The overall impact of the Project is to enhance the urban environment, and improve public health, and quality of life for the urban and suburban residents and business in Wuhan City. The outcome of the Project is improved management of surface water resources in Wuhan Municipality by (i) improving and expanding wastewater services in the urban area of Wuhan and the suburban area of Caidian and Dongxihu; (ii) supporting integrated approaches to basin-wide pollution prevention and control, improving water quality of rivers and lakes in Wuhan and in downstream reaches of Yangtze river; (iii) reducing flooding in Qiaokouqu District and Yangsigang and Liujiao road storm water drainage areas in Wuhan; (iv) increasing the efficiency and management capacity of the two IAs; and (v) improving cost recovery through a better tariff structure, with gradual increases to achieve full cost recovery.
The Project includes 9 major activities grouped into 4 components or outputs; (i) municipal wastewater management in urban Wuhan; (ii) municipal wastewater management in suburban Wuhan; (iii) stormwater management; and (iv) institutional development involving targeted capacity building and training in wastewater and stormwater management. The Project supports the Government's 10th and 11th Five-Year Plans, to improve living conditions and health in the PRC cities, and promote their sustainable economic development.
|Project Rationale and Linkage to Country/Regional Strategy
Wuhan is strategically located at the confluence of the Yangtze and Han rivers, in central PRC. Wuhan has abundant water resources including many rivers and lakes which together take up about one-quarter of the urban and suburban areas.
Despite the abundant water resources, rapid economic growth and continuing urbanization over the last 25 years in Wuhan have resulted in inadequate urban infrastructure, and placed pressure on overloaded facilities. Water quality in Wuhan section of the Yangtze river has decreased significantly over the last 15 years mainly due to the wastewater discharge from the city. In 2004, about 2.0 million m3/day of wastewater was generated, but the four existing wastewater treatment plants (WWTPs) have capacity to treat only 26% of this quantity. Surface waters have been seriously polluted: 56% of the rivers and 89% of the lakes in Wuhan have been polluted. Accordingly, WMG is implementing the city's strategic wastewater master plan to meet national environmental targets and achieve a wastewater treatment rate of 80% by 2010. The wastewater master plan includes the phased and coordinated construction of WWTPs, and sewer networks using local funds, and assistance from ADB, World Bank, and bilateral sources. The ongoing ADB Wuhan Wastewater Management Project (WWMP), approved in 2003, together with other ongoing wastewater treatment projects will increase Wuhan's WWTP capacity to 70% of the wastewater generated by 2008. The proposed Project is not a stand alone investment, but is an integral part of the basin-wide Yangtze water resources management initiative, the Wuhan city urban development plan, the Wuhan wastewater master plan, and the Wuhan stormwater drainage master plan. The proposed Project will provide the critical required 10% capacity for the city to achieve its target of 80% of the wastewater generated by 2010.

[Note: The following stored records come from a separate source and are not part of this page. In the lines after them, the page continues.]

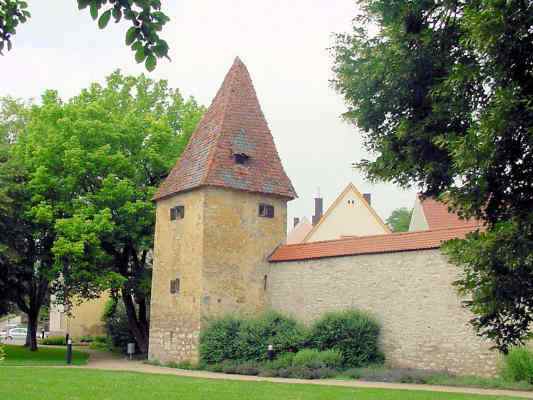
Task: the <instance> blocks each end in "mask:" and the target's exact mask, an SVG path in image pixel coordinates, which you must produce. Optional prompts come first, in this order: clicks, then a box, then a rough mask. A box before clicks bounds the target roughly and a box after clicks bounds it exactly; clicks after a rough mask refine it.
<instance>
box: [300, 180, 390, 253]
mask: <svg viewBox="0 0 533 400" xmlns="http://www.w3.org/2000/svg"><path fill="white" fill-rule="evenodd" d="M370 203H371V196H370V194H364V195H363V194H361V193H360V192H359V190H357V188H356V187H355V186H354V184H353V183H350V184H348V186H346V188H345V189H344V190H343V191H342V193H341V194H340V195H339V196H338V197H337V199H336V200H335V201H334V202H333V203H332V204H331V206H330V207H329V208H328V210H327V211H326V213H325V214H324V215H323V216H322V217H321V218H320V219H319V220H318V221H316V223H315V224H314V226H313V229H311V230H310V231H309V233H308V234H307V235H306V236H305V238H304V239H303V241H302V243H309V242H318V241H322V240H334V239H340V238H342V237H344V236H369V235H380V234H387V233H390V229H389V227H388V226H387V225H385V223H384V222H383V220H382V219H381V218H380V216H379V215H378V214H377V213H376V211H375V210H374V209H373V208H372V206H371V204H370Z"/></svg>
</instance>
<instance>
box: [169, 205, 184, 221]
mask: <svg viewBox="0 0 533 400" xmlns="http://www.w3.org/2000/svg"><path fill="white" fill-rule="evenodd" d="M183 218H185V206H176V207H172V208H171V209H170V220H171V221H174V220H176V219H183Z"/></svg>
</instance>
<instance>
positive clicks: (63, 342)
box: [41, 336, 67, 346]
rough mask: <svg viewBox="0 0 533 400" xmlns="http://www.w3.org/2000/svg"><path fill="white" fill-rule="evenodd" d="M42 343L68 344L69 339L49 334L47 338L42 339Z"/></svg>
mask: <svg viewBox="0 0 533 400" xmlns="http://www.w3.org/2000/svg"><path fill="white" fill-rule="evenodd" d="M41 344H44V345H48V346H66V345H67V340H66V338H65V336H48V337H47V338H45V339H43V340H41Z"/></svg>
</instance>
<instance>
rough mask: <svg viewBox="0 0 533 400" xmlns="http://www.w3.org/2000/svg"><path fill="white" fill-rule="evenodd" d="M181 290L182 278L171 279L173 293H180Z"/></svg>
mask: <svg viewBox="0 0 533 400" xmlns="http://www.w3.org/2000/svg"><path fill="white" fill-rule="evenodd" d="M179 292H180V280H179V278H178V279H173V280H171V281H170V293H171V294H179Z"/></svg>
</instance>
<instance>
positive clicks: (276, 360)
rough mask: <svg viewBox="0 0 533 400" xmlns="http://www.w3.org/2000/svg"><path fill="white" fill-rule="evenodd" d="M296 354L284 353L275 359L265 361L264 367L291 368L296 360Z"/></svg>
mask: <svg viewBox="0 0 533 400" xmlns="http://www.w3.org/2000/svg"><path fill="white" fill-rule="evenodd" d="M294 355H295V353H282V354H280V355H279V356H277V357H276V358H275V359H274V360H272V361H267V362H265V363H264V367H265V368H268V369H273V370H278V369H282V368H289V367H290V366H291V365H292V362H293V360H294Z"/></svg>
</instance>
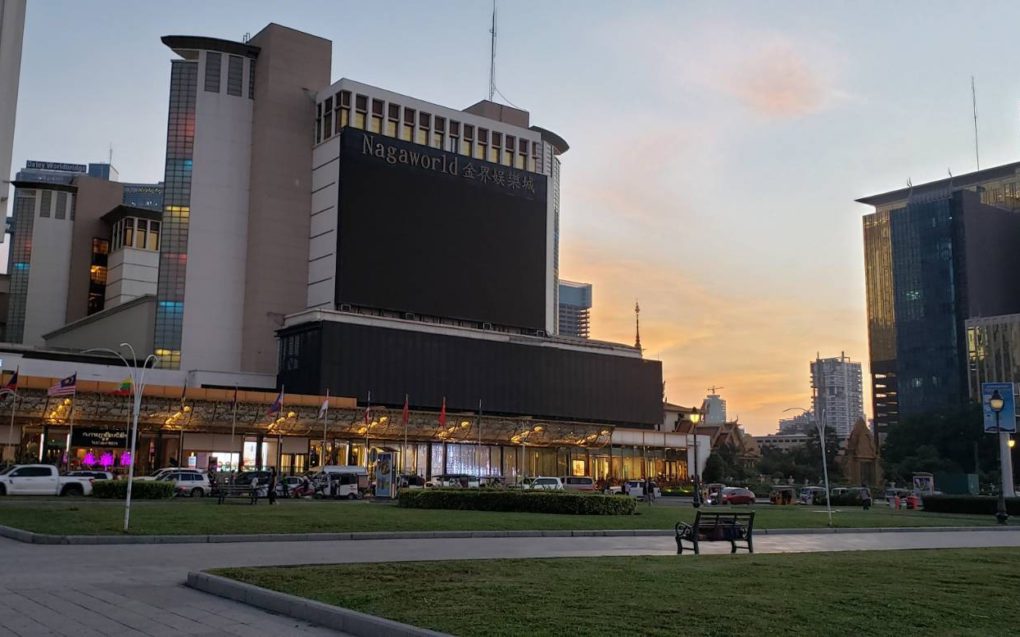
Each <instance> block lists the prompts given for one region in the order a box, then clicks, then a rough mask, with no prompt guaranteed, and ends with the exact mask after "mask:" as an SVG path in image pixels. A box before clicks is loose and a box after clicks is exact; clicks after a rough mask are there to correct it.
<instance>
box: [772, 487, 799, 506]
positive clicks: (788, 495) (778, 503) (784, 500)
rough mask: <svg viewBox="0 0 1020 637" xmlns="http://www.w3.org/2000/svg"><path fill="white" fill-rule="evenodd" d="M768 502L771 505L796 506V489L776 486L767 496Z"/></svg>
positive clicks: (796, 493)
mask: <svg viewBox="0 0 1020 637" xmlns="http://www.w3.org/2000/svg"><path fill="white" fill-rule="evenodd" d="M768 501H770V502H772V503H773V505H796V503H797V487H793V486H777V487H774V488H773V489H772V491H771V492H770V493H769V494H768Z"/></svg>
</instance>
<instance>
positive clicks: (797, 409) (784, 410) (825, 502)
mask: <svg viewBox="0 0 1020 637" xmlns="http://www.w3.org/2000/svg"><path fill="white" fill-rule="evenodd" d="M795 410H800V411H802V412H804V413H805V414H812V417H813V418H814V421H815V429H817V430H818V442H819V446H821V447H822V475H823V476H824V478H825V511H826V512H827V513H828V517H829V528H832V503H831V501H829V488H828V459H827V458H826V456H825V425H824V424H823V423H822V422H821V421H819V420H818V414H814V413H812V412H811V410H806V409H804V408H803V407H790V408H789V409H784V410H782V412H783V413H786V412H792V411H795Z"/></svg>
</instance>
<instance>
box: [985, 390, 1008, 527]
mask: <svg viewBox="0 0 1020 637" xmlns="http://www.w3.org/2000/svg"><path fill="white" fill-rule="evenodd" d="M988 407H989V408H991V412H992V413H993V414H994V415H996V434H997V435H998V436H999V438H1000V449H999V475H1000V476H1001V478H1000V485H999V505H998V506H997V507H996V520H999V524H1006V521H1007V520H1009V519H1010V514H1009V513H1008V512H1007V511H1006V487H1007V479H1008V478H1007V476H1006V453H1008V450H1009V447H1007V452H1006V453H1004V452H1003V449H1002V436H1003V430H1002V428H1001V427H1000V426H999V414H1000V413H1001V412H1002V411H1003V408H1004V407H1006V400H1005V399H1003V394H1001V393H999V389H996V390H994V391H992V392H991V397H989V399H988Z"/></svg>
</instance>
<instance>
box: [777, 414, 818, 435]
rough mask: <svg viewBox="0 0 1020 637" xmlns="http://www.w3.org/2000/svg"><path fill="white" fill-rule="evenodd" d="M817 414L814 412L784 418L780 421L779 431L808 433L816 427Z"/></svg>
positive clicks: (785, 433)
mask: <svg viewBox="0 0 1020 637" xmlns="http://www.w3.org/2000/svg"><path fill="white" fill-rule="evenodd" d="M815 427H816V425H815V415H814V413H813V412H807V413H804V414H798V415H797V416H794V417H793V418H783V419H781V420H780V421H779V433H781V434H795V433H807V432H808V431H811V430H813V429H815Z"/></svg>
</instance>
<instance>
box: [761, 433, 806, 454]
mask: <svg viewBox="0 0 1020 637" xmlns="http://www.w3.org/2000/svg"><path fill="white" fill-rule="evenodd" d="M754 438H755V442H757V443H758V446H759V447H761V448H763V449H766V448H770V449H778V450H780V452H786V450H789V449H792V448H796V447H799V446H804V445H805V444H807V443H808V440H810V439H811V436H809V435H808V434H807V433H770V434H769V435H767V436H754Z"/></svg>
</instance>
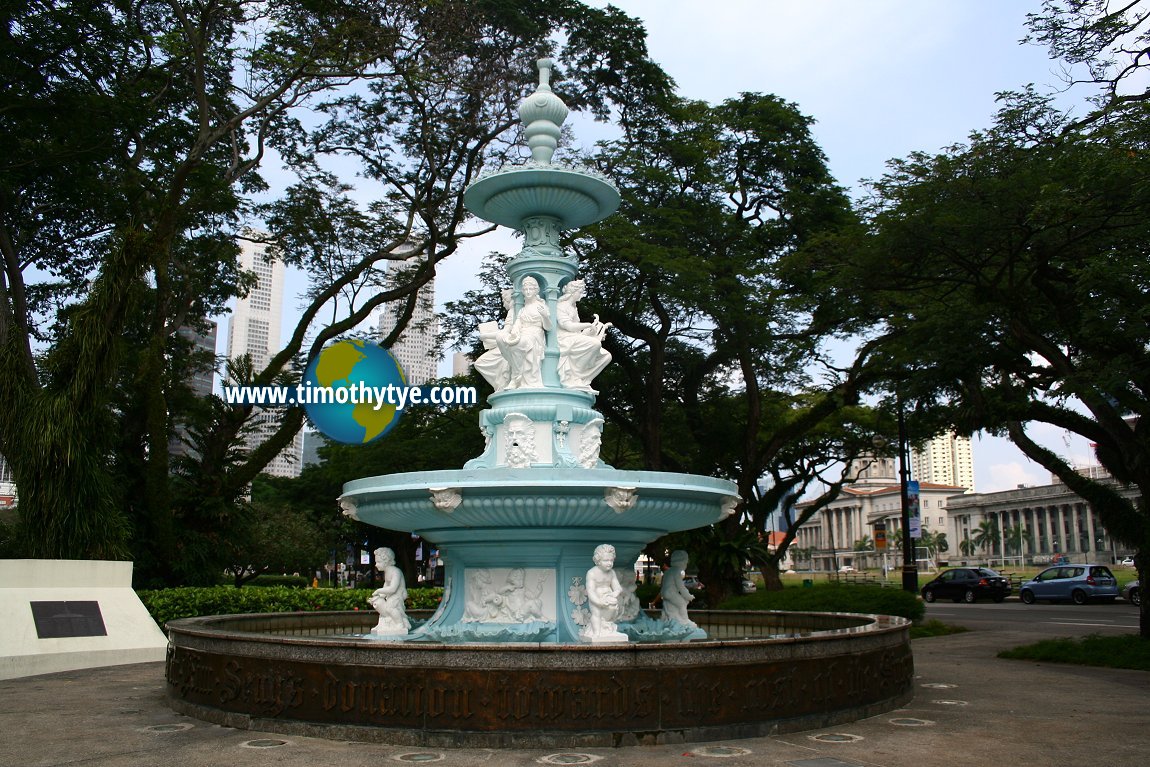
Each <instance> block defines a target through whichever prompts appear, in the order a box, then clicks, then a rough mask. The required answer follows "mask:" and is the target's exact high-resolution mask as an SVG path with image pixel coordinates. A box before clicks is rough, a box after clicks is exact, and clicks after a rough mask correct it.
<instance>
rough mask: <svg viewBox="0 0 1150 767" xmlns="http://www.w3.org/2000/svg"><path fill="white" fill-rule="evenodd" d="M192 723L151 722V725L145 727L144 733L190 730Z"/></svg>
mask: <svg viewBox="0 0 1150 767" xmlns="http://www.w3.org/2000/svg"><path fill="white" fill-rule="evenodd" d="M193 727H196V726H194V724H152V726H151V727H145V728H144V731H145V733H183V731H184V730H190V729H192V728H193Z"/></svg>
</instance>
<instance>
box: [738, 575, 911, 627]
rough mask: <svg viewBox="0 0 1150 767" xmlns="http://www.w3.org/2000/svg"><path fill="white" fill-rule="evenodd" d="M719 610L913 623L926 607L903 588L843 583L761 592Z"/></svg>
mask: <svg viewBox="0 0 1150 767" xmlns="http://www.w3.org/2000/svg"><path fill="white" fill-rule="evenodd" d="M719 609H783V611H788V612H817V613H827V612H830V613H876V614H879V615H900V616H902V618H906V619H909V620H911V621H919V620H922V615H923V614H925V613H926V605H925V604H922V600H921V599H919V598H918V597H917V596H915V595H913V593H910V592H906V591H903V590H902V589H882V588H879V586H875V585H850V584H845V583H843V584H840V583H827V584H819V585H815V586H813V588H810V589H792V588H788V589H783V590H782V591H757V592H754V593H749V595H743V596H738V597H731V598H730V599H728V600H727V601H725V603H722V604H721V605H720V606H719Z"/></svg>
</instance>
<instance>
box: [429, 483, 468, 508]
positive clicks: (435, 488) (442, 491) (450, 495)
mask: <svg viewBox="0 0 1150 767" xmlns="http://www.w3.org/2000/svg"><path fill="white" fill-rule="evenodd" d="M428 492H430V493H431V505H432V506H435V507H436V508H438V509H439V511H440V512H445V513H447V514H451V513H452V512H454V511H455V509H457V508H458V507H459V505H460V504H461V503H463V496H462V493H461V492H460V490H459V488H428Z"/></svg>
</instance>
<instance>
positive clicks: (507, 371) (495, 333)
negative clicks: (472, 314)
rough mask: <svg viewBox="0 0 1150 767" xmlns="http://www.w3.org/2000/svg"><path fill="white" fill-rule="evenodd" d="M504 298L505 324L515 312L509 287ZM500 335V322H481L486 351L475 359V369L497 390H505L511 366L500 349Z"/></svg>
mask: <svg viewBox="0 0 1150 767" xmlns="http://www.w3.org/2000/svg"><path fill="white" fill-rule="evenodd" d="M503 300H504V309H505V310H506V314H505V315H504V325H508V324H509V323H511V320H512V315H513V314H514V312H513V304H512V292H511V289H509V287H508V289H506V290H504V291H503ZM498 335H499V324H498V323H496V322H483V323H480V340H481V342H483V348H485V350H486V351H485V352H483V354H481V355H480V359H477V360H475V369H476V370H477V371H478V373H480V375H481V376H483V377H484V378H486V381H488V383H489V384H491V386H492V388H493V389H494V390H496V391H497V392H499V391H503V390H504V389H506V388H507V384H508V383H511V368H509V367H508V366H507V360H505V359H504V355H503V352H500V351H499V345H498V343H497V342H496V338H497V337H498Z"/></svg>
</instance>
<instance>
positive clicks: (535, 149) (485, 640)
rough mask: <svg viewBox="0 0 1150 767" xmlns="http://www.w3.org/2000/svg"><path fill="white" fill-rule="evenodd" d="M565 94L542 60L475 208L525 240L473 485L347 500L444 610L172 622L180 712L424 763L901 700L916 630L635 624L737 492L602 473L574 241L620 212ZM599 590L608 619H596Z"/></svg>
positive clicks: (549, 62)
mask: <svg viewBox="0 0 1150 767" xmlns="http://www.w3.org/2000/svg"><path fill="white" fill-rule="evenodd" d="M550 74H551V61H550V60H546V59H544V60H542V61H540V62H539V84H538V87H537V90H536V91H535V92H534V93H532V94H531V95H529V97H528V98H527V99H526V100H524V101H523V102H522V105H521V106H520V116H521V118H522V121H523V123H524V132H526V135H527V138H528V145H529V146H530V149H531V158H532V159H531V161H530V162H528V163H527V164H523V166H515V167H508V168H504V169H500V170H498V171H496V172H492V174H489V175H485V176H483V177H481V178H480V179H478V181H476V182H475V183H474V184H473V185H471V186H470V187H469V189H468V190H467V192H466V194H465V202H466V205H467V206H468V208H469V209H470V210H471V212H473V213H475V214H476V215H477V216H480V217H482V218H484V220H486V221H491V222H493V223H498V224H503V225H507V227H512V228H515V229H517V230H519V231H520V232H522V235H523V239H524V244H523V250H522V251H521V252H520V253H519V254H517V255H516V256H515V258H514V259H512V260H511V261H509V262H508V266H507V275H508V278H509V282H511V284H512V286H513V287H512V289H511V290H508V291H505V296H504V298H505V306H506V309H507V315H506V317H505V320H504V323H503V327H500V325H499V324H498V323H493V322H491V323H486V324H484V325H481V337H482V338H483V339H484V343H485V345H486V347H488V351H486V352H485V353H484V354H483V355H482V356H481V358H480V359H478V360H477V361H476V368H477V369H478V370H480V371H481V373H482V374H483V375H484V376H485V377H486V378H488V381H490V382H491V384H492V385H493V388H494V389H496V392H494V393H493V394H492V396H491V397H490V399H489V405H490V408H489V409H486V411H484V412H483V413H482V416H481V421H480V428H481V430H482V431H483V435H484V437H485V439H486V446H485V450H484V451H483V453H482V454H481V455H480V457H477V458H475V459H473V460H471V461H468V463H467V465H466V466H465V468H463V469H459V470H444V471H417V473H409V474H397V475H388V476H379V477H369V478H365V480H358V481H354V482H350V483H347V484H346V485H345V486H344V493H343V496H342V497H340V504H342V505H343V507H344V511H345V513H346V514H348V515H351V516H353V517H354V519H358V520H360V521H362V522H366V523H368V524H374V526H378V527H382V528H388V529H391V530H402V531H411V532H413V534H417V535H419V536H421V537H423V538H424V539H425V540H429V542H431V543H434V544H435V545H437V546H438V547H439V550H440V552H442V555H443V558H444V560H445V561H446V566H447V574H446V581H445V591H444V598H443V603H442V604H440V606H439V609H437V611H436V612H435V614H434V615H432V616H430V619H429V620H427V621H425V622H424V623H422V624H421V626H417V627H415V628H414V629H409V628H408V623H407V621H406V620H404V621H401V622H400V623H399V624H398V628H396V627H397V623H396V622H394V621H392V622H391V627H392V628H391V629H390V630H389V629H386V628H382V627H384V623H385V619H384V618H381V623H379V624H378V626H377V627H376V629H375V630H374V631H371V630H367V629H368V627H369V623H368V616H371V618H374V614H370V613H368V614H366V615H361V616H355V615H347V614H338V615H333V614H313V615H281V616H275V618H268V616H223V618H212V619H190V620H186V621H175V622H174V623H173V624H171V626H170V630H171V651H170V653H169V668H168V678H169V697H170V698H171V700H173V705H174V706H175V707H176V708H177V710H181V711H185V712H187V713H192V714H194V715H197V716H201V718H205V719H209V720H212V721H217V722H221V723H225V724H232V726H238V727H253V728H255V727H258V728H260V729H264V730H276V731H305V733H314V731H317V729H319V731H322V733H324V734H329V735H332V736H335V737H358V738H374V739H386V741H391V742H404V743H416V744H440V745H453V744H461V743H467V744H473V745H503V744H511V743H512V742H514V743H516V744H522V743H524V742H529V741H532V739H535V741H537V742H539V743H540V744H542V743H547V744H576V743H582V744H593V743H598V744H623V743H642V742H647V741H650V742H656V741H668V739H670V741H675V739H707V738H714V737H730V736H738V735H754V734H767V733H774V731H779V730H780V729H798V728H803V727H815V726H820V724H822V723H829V722H834V721H845V720H852V719H857V718H859V716H864V715H871V714H873V713H877V712H879V711H886V710H889V708H892V707H895V706H897V705H900V704H902V703H903V701H905V700H906V699H909V697H910V690H911V688H910V680H911V673H912V664H911V657H910V649H909V644H907V638H906V626H905V621H902V620H900V619H886V618H879V616H859V615H782V614H762V613H759V614H738V615H733V614H723V616H722V619H721V620H720V619H719V618H718V616H716V615H714V614H712V615H710V616H707V618H706V619H705V620H704V619H700V620H698V623H699V624H696V621H695V620H691V619H689V618H688V616H687V615H685V611H684V612H680V613H674V612H665V613H664V614H662V615H649V614H646V613H645V612H643V611H641V609H638V605H637V603H636V601H635V600H634V596H632V595H630V593H629V591H630V589H629V588H627V586H631V585H632V584H634V572H632V569H631V566H632V563H634V562H635V560H636V558H637V557H638V554H639V552H641V551H642V549H643V546H645V545H646V544H647V543H650V542H652V540H654V539H657V538H658V537H660V536H662V535H665V534H667V532H670V531H677V530H689V529H695V528H699V527H704V526H706V524H711V523H713V522H716V521H719V520H720V519H722V516H723V515H725V514H729V513H731V512H733V511H734V508H735V506H736V504H737V501H738V496H737V493H736V489H735V485H734V484H733V483H730V482H727V481H723V480H715V478H713V477H704V476H693V475H684V474H669V473H659V471H627V470H618V469H614V468H612V467H609V466H606V465H605V463H604V462H603V461H601V460H600V459H599V445H600V439H601V429H603V423H604V420H603V416H601V415H600V414H599V413H597V412H596V411H595V408H593V405H595V397H596V392H595V390H593V389H592V388H591V383H592V379H593V378H595V376H596V375H598V373H599V371H601V370H603V368H604V367H605V366H606V365H607V363H608V362H609V360H611V358H609V354H607V352H606V351H605V350H603V346H601V336H603V333H604V332H605V331H606V330H607V328H606V325H604V324H603V323H600V322H599V321H598V317H595V319H593V320H592V321H590V322H588V321H583V320H581V319H580V317H578V313H577V310H576V308H575V304H576V301H577V300H578V298H580V297H581V296H582V283H581V282H580V281H578V279H576V275H577V271H578V263H577V261H576V259H575V258H574V256H573V255H569V254H566V253H565V252H563V250H562V247H561V245H560V233H561V232H562V231H565V230H573V229H576V228H580V227H585V225H588V224H591V223H595V222H597V221H600V220H603V218H604V217H606V216H608V215H611V214H612V213H614V210H615V209H616V207H618V205H619V193H618V191H616V190H615V187H614V186H613V184H612V183H611V182H609V181H607V179H606V178H604V177H601V176H600V175H598V174H596V172H593V171H590V170H586V169H576V168H572V167H563V166H560V164H554V163H553V162H552V159H553V153H554V151H555V147H557V144H558V138H559V136H560V125H561V123H562V122H563V120H565V118H566V116H567V107H566V106H565V105H563V103H562V101H561V100H560V99H559V98H558V97H557V95H555V94H554V93H553V92H552V91H551V87H550V85H549V80H550ZM607 553H609V554H613V557H614V559H615V563H618V565H620V566H621V569H620V570H619V575H615V576H612V575H611V570H609V567H611V563H609V562H607V563H606V565H604V563H603V562H604V557H605V554H607ZM620 576H621V577H620ZM676 576H681V573H672V574H670V577H673V578H674V577H676ZM589 581H591V583H589ZM604 584H606V585H605V588H606V590H607V591H611V592H612V593H611V595H609V603H611V608H609V609H597V608H596V605H597V604H599V601H600V600H597V599H596V591H595V590H596V589H597V588H600V586H604ZM620 585H622V586H623V588H622V589H620ZM383 614H384V611H382V609H381V615H383ZM708 632H710V634H711V635H712V637H711V638H707V634H708ZM285 635H291V636H290V638H289V637H287V636H285ZM300 635H310V636H300ZM715 635H719V636H721V637H722V639H719V638H715Z"/></svg>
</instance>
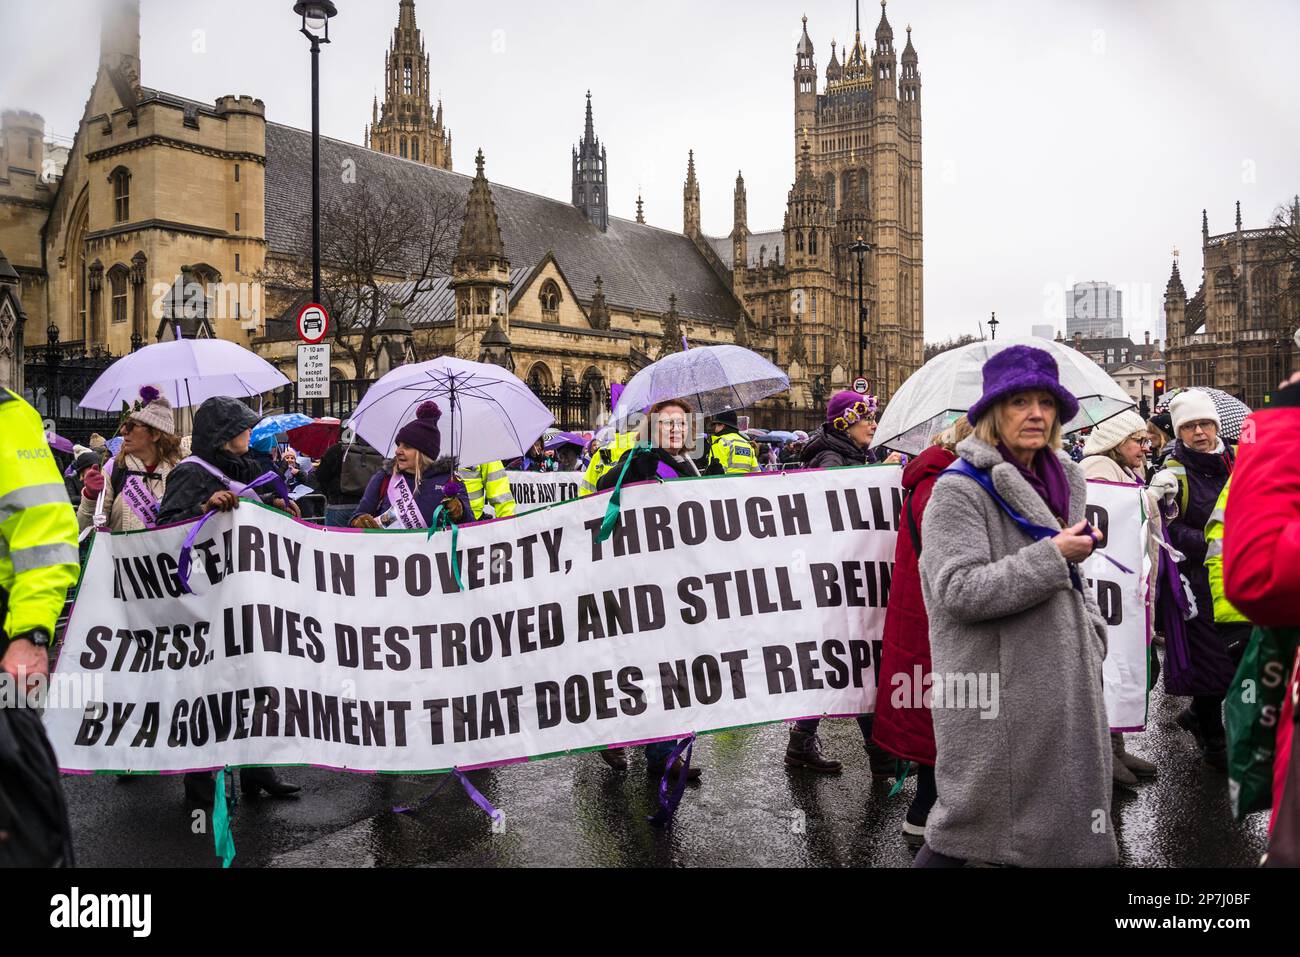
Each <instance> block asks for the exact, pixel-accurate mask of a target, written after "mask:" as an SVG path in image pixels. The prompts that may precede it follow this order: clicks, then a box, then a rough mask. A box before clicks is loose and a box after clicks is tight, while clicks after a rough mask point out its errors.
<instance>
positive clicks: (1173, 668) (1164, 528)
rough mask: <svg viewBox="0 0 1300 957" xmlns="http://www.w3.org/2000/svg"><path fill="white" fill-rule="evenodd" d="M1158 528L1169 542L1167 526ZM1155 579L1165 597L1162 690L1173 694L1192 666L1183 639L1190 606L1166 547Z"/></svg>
mask: <svg viewBox="0 0 1300 957" xmlns="http://www.w3.org/2000/svg"><path fill="white" fill-rule="evenodd" d="M1160 531H1161V534H1162V536H1164V537H1165V542H1166V544H1169V529H1167V528H1165V525H1164V524H1162V525H1161V529H1160ZM1158 581H1160V588H1161V589H1162V590H1161V594H1162V596H1164V598H1165V601H1162V602H1160V622H1161V628H1162V629H1164V632H1165V690H1166V692H1169V693H1170V694H1177V693H1178V692H1175V690H1173V689H1175V688H1178V687H1179V683H1180V681H1182V679H1183V677H1184V676H1186V675H1188V674H1190V672H1191V667H1192V653H1191V648H1190V645H1188V641H1187V616H1188V614H1190V612H1191V606H1188V603H1187V594H1184V592H1183V575H1182V572H1179V571H1178V562H1175V560H1174V557H1173V555H1170V554H1169V549H1161V550H1160V572H1158Z"/></svg>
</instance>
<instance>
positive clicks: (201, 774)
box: [185, 771, 217, 807]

The built-up areas in Wuhan are mostly below the average flood level of the Yangtze and Han rivers. Protected by flood control bunds, during wet seasons storm water is discharged to the rivers by pumping. Distinct seasonal variation and heavy summer rains place particular stress on Wuhan's urban drainage system, and combined sewer overflows also become major sources of water pollution. Aging and inadequately maintained drainage network and under capacity pumping stations result in frequent flooding in the urban area. Wuhan is served by a mixture of wastewater, strom water and combined sewer networks and its urban and suburban areas face a serious and growing deficit in insfrastructure, service and environment. WMG is accordingly planning a comprehensive urban drainage and flood control program through 2010.